Linux-NFS Archive on lore.kernel.org
 help / color / Atom feed
From: Amir Goldstein <amir73il@gmail.com>
To: Olga Kornievskaia <olga.kornievskaia@gmail.com>
Cc: Dave Chinner <david@fromorbit.com>,
	Christoph Hellwig <hch@infradead.org>,
	linux-fsdevel <linux-fsdevel@vger.kernel.org>,
	linux-xfs <linux-xfs@vger.kernel.org>,
	linux-nfs <linux-nfs@vger.kernel.org>,
	overlayfs <linux-unionfs@vger.kernel.org>,
	ceph-devel@vger.kernel.org, CIFS <linux-cifs@vger.kernel.org>
Subject: Re: [PATCH 01/11] vfs: copy_file_range source range over EOF should fail
Date: Mon, 20 May 2019 16:36:12 +0300
Message-ID: <CAOQ4uxgvCz+-snW8h-M-q2KqaPSk-oMYRVn2gWeMNg2jrMP_zg@mail.gmail.com> (raw)
In-Reply-To: <CAN-5tyGN8LPAxxjApBifbs6+eAgOVE8G1x3vawSMfT2Ufo7Bpw@mail.gmail.com>

On Mon, May 20, 2019 at 4:12 PM Olga Kornievskaia
<olga.kornievskaia@gmail.com> wrote:
>
> On Mon, May 20, 2019 at 5:10 AM Amir Goldstein <amir73il@gmail.com> wrote:
> >
> > On Wed, Dec 5, 2018 at 12:31 AM Dave Chinner <david@fromorbit.com> wrote:
> > >
> > > On Tue, Dec 04, 2018 at 04:47:18PM -0500, Olga Kornievskaia wrote:
> > > > On Tue, Dec 4, 2018 at 4:35 PM Dave Chinner <david@fromorbit.com> wrote:
> > > > >
> > > > > On Tue, Dec 04, 2018 at 07:13:32AM -0800, Christoph Hellwig wrote:
> > > > > > On Mon, Dec 03, 2018 at 02:46:20PM +0200, Amir Goldstein wrote:
> > > > > > > > From: Dave Chinner <dchinner@redhat.com>
> > > > > > > >
> > > > > > > > The man page says:
> > > > > > > >
> > > > > > > > EINVAL Requested range extends beyond the end of the source file
> > > > > > > >
> > > > > > > > But the current behaviour is that copy_file_range does a short
> > > > > > > > copy up to the source file EOF. Fix the kernel behaviour to match
> > > > > > > > the behaviour described in the man page.
> > > > > >
> > > > > > I think the behavior implemented is a lot more useful than the one
> > > > > > documented..
> > > > >
> > > > > The current behaviour is really nasty. Because copy_file_range() can
> > > > > return short copies, the caller has to implement a loop to ensure
> > > > > the range hey want get copied.  When the source range you are
> > > > > trying to copy overlaps source EOF, this loop:
> > > > >
> > > > >         while (len > 0) {
> > > > >                 ret = copy_file_range(... len ...)

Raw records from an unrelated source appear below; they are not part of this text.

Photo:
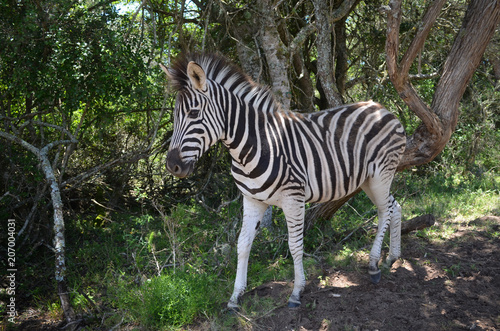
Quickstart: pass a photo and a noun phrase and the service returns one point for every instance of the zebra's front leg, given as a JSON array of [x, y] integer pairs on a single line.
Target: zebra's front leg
[[253, 211], [295, 223], [395, 229]]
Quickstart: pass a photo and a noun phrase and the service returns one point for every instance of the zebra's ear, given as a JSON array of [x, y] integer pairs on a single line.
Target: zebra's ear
[[197, 76]]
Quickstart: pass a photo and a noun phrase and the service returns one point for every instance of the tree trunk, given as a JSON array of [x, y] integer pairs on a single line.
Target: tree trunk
[[275, 52], [325, 71], [438, 120], [59, 239]]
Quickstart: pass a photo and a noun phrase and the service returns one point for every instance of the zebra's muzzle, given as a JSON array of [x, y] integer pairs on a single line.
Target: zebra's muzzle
[[176, 166]]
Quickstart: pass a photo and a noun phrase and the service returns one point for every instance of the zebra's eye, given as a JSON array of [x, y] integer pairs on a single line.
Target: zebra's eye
[[193, 113]]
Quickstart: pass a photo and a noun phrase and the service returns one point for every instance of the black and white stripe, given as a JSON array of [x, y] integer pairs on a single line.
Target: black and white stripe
[[285, 158]]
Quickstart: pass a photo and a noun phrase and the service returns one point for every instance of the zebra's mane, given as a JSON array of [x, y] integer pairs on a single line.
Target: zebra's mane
[[217, 68]]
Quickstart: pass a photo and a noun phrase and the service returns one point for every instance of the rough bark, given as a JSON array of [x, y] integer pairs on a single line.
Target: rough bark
[[438, 120], [325, 70], [275, 53], [59, 238]]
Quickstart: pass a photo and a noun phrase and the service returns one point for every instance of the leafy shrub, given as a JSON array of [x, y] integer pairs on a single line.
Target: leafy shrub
[[170, 300]]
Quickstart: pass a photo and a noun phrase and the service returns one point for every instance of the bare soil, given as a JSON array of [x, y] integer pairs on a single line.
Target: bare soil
[[448, 284]]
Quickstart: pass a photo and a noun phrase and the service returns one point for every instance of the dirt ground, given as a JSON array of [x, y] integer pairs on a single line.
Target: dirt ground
[[439, 284], [451, 284]]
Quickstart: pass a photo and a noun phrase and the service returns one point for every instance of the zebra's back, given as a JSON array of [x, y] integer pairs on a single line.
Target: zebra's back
[[324, 155]]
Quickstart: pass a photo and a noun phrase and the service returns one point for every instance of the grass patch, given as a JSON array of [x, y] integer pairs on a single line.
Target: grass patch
[[170, 300], [165, 269]]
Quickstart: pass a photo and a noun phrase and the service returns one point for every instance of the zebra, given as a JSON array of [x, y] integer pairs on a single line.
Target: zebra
[[284, 158]]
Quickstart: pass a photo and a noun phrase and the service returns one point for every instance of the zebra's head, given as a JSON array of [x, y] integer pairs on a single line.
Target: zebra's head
[[196, 118]]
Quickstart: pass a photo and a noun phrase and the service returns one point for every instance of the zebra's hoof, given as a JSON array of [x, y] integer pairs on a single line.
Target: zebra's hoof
[[375, 278], [233, 310]]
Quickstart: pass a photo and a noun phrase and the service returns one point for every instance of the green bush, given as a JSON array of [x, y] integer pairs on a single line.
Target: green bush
[[170, 300]]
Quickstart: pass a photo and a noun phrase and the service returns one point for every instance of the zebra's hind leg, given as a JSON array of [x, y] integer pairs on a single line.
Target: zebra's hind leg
[[378, 192], [253, 211], [395, 228], [294, 212]]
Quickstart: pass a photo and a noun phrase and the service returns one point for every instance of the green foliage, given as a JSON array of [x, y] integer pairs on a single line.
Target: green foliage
[[170, 300]]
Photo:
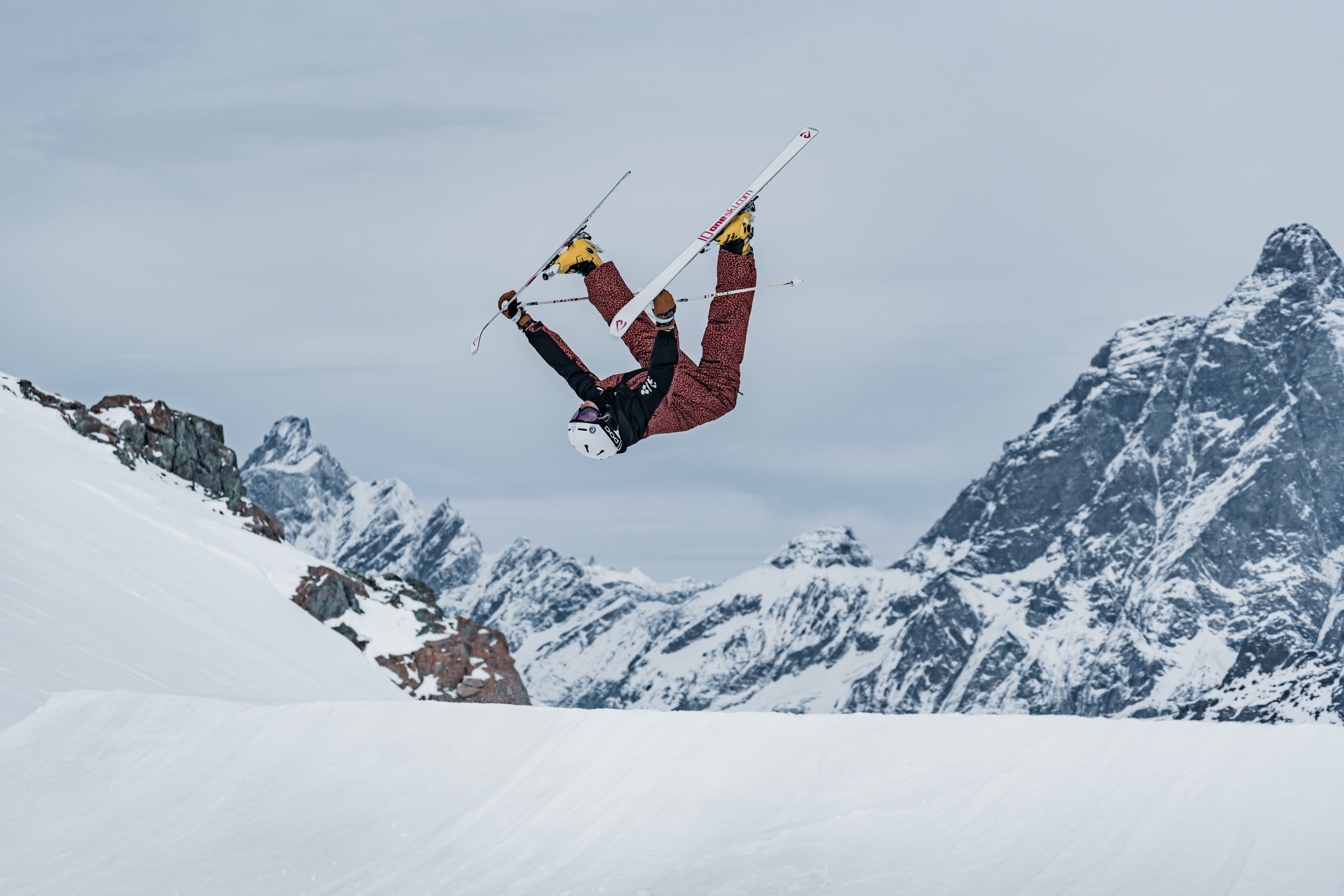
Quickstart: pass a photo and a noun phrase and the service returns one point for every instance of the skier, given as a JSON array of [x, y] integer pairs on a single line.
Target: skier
[[669, 393]]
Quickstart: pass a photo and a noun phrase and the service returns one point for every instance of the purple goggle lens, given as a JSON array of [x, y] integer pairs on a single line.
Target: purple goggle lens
[[585, 416]]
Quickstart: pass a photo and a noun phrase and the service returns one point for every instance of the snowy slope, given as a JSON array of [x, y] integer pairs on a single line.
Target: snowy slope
[[373, 527], [119, 578], [161, 795]]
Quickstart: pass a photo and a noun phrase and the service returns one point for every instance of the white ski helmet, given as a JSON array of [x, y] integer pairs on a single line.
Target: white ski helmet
[[591, 437]]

> > > > >                 ...
> > > > >                 off_in += ret;
> > > > >                 off_out += ret;
> > > > >                 len -= ret;
> > > > >         }
> > > > >
> > > > > Currently the fallback code copies up to the end of the source file
> > > > > on the first copy and then fails the second copy with EINVAL because
> > > > > the source range is now completely beyond EOF.
> > > > >
> > > > > So, from an application perspective, did the copy succeed or did it
> > > > > fail?
> > > > >
> > > > > Existing tools that exercise copy_file_range (like xfs_io) consider
> > > > > this a failure, because the second copy_file_range() call returns
> > > > > EINVAL and not some "there is no more to copy" marker like read()
> > > > > returning 0 bytes when attempting to read beyond EOF.
> > > > >
> > > > > IOWs, we cannot tell the difference between a real error and a short
> > > > > copy because the input range spans EOF and it was silently
> > > > > shortened. That's the API problem we need to fix here - the existing
> > > > > behaviour is really crappy for applications. Erroring out
> > > > > immmediately is one solution, and it's what the man page says should
> > > > > happen so that is what I implemented.
> > > > >
> > > > > Realistically, though, I think an attempt to read beyond EOF for the
> > > > > copy should result in behaviour like read() (i.e. return 0 bytes),
> > > > > not EINVAL. The existing behaviour needs to change, though.
> > > >
> > > > There are two checks to consider
> > > > 1. pos_in >= EOF should return EINVAL
> > > > 2. however what's perhaps should be relaxed is pos_in+len >= EOF
> > > > should return a short copy.
> > > >
> > > > Having check#1 enforced allows to us to differentiate between a real
> > > > error and a short copy.
> > >
> > > That's what the code does right now and *exactly what I'm trying to
> > > fix* because it EINVAL is ambiguous and not an indicator that we've
> > > reached the end of the source file. EINVAL can indicate several
> > > different errors, so it really has to be treated as a "copy failed"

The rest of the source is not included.